This article is your request for simple exercises to burn belly fat. There are 3 steps you will need to incorporate:
1. Your food intake place a major part to burn belly fat and get a flat belly. So be sure to eat a healthy and balanced diet.
2. Do regular total body workouts to burn belly fat which incorporate both strength training and cardio. And do it for at least 3-4 times weekly.
3. Do workouts which train your Transverse Abdominis, which is also knows as T abs. This muscle is the deepest of all your abdominal muscles and it holds everything together. So by training on your T abs not only will you burn belly fat and gain a flat tummy, you will also be preventing any lower back pain by strengthening your spine and your pelvis.
And that is what we’ll be doing in this article.
4 Exercises To Burn Belly Fat
This workout is only about 5 minutes long and I want you to do it for at least 2-3 times weekly. There are a total of 4 rounds. We will start with one exercise in the first round and will be adding one additional exercise in each round. Every exercise needs to be performed for 30 seconds.
This is going to be fun and sore. Here are the best exercises to burn belly fat:
1. Hip Twists
This exercise is simple, just get into the plank position and drop your hip side to side. You need to tight your abs and your core for better performance.
Don’t rush your moves because it’s important for you to keep your back straight, to really tightening your core and to feel your Transverse Abdominis working.
2. Full Extensions
Now we are gonna add full extensions to our first exercise. So this part of the workout will contain 30 seconds of hip twist + 30 seconds of full extensions without rest between them.
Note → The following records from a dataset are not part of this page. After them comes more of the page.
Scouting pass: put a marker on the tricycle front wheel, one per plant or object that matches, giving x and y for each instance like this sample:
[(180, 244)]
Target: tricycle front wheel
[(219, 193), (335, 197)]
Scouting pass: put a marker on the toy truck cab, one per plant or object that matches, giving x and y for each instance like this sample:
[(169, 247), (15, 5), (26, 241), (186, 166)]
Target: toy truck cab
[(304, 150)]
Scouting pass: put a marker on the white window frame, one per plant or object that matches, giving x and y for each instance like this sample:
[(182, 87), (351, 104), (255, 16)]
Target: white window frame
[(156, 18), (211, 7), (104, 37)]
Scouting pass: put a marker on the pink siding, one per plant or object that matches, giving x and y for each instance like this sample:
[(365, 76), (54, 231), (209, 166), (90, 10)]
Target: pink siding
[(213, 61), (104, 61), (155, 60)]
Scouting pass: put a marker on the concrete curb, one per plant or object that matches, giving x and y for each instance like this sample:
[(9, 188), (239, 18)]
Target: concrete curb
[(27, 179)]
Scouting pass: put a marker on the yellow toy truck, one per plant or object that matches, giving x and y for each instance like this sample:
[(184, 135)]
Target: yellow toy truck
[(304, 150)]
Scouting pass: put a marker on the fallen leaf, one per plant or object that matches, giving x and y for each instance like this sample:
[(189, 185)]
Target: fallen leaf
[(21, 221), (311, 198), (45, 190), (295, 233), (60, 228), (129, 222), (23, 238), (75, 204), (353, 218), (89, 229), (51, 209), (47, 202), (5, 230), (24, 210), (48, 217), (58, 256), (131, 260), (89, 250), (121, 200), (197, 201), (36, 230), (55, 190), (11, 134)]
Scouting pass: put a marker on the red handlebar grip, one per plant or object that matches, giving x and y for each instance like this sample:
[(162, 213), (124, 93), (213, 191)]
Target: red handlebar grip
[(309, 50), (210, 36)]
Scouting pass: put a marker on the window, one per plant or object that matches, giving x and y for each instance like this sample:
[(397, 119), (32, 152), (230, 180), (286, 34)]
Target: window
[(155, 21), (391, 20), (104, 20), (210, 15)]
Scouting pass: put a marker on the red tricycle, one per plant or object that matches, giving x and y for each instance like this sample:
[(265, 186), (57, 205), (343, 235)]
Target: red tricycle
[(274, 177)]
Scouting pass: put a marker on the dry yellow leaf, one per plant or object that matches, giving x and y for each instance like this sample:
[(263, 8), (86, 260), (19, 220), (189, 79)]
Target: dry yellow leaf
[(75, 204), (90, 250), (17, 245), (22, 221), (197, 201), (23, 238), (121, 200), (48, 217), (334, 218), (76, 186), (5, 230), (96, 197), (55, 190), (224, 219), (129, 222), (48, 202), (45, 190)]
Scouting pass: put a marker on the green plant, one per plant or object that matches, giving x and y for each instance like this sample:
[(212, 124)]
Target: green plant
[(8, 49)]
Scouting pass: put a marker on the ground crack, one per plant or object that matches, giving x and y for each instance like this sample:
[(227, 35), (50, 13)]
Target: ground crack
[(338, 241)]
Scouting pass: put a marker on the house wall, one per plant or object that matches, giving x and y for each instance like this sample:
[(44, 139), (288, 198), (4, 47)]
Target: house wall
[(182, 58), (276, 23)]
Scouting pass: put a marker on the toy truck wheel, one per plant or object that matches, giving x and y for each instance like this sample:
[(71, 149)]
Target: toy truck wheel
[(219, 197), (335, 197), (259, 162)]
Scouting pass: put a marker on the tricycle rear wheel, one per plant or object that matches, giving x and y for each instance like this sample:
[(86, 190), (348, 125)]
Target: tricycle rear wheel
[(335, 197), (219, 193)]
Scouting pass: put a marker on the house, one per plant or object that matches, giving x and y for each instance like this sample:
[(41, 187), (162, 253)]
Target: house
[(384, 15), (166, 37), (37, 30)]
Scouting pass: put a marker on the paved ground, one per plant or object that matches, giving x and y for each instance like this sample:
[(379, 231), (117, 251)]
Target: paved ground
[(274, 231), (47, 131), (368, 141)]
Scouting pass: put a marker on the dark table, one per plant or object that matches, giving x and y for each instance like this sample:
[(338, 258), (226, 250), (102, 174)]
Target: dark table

For the fully extensions you need to crunch and extend. Remember to go as low as you can without arching your lower back. Also you can use a dumbbell in your hands if you want to add some extra weight.
3. Elevated Leg Lifts
We will be added another exercise, which is elevated leg lifts. You need to bring your legs up with your hips off the floor. Keep your hands under your butt!
Start with 30 seconds of hip twists, then full extensions and at the end and 30 seconds of elevated leg lifts.
4. Flutter Kicks
For the final round we will be added flutter kicks. When performing the flutter kicks try to keep your legs near the map and your toes pointing.
This is the longest exercise in these sets to burn belly fat because it contains all 4 exercises for 30 seconds each.
So that was a really quick lower abs workout to burn belly fat. You do not need to do long abs workouts. The key is to do them regularly and to apply all the 3 steps. Do this workout for at least 2-3 times weekly and you should see the difference in 4 weeks.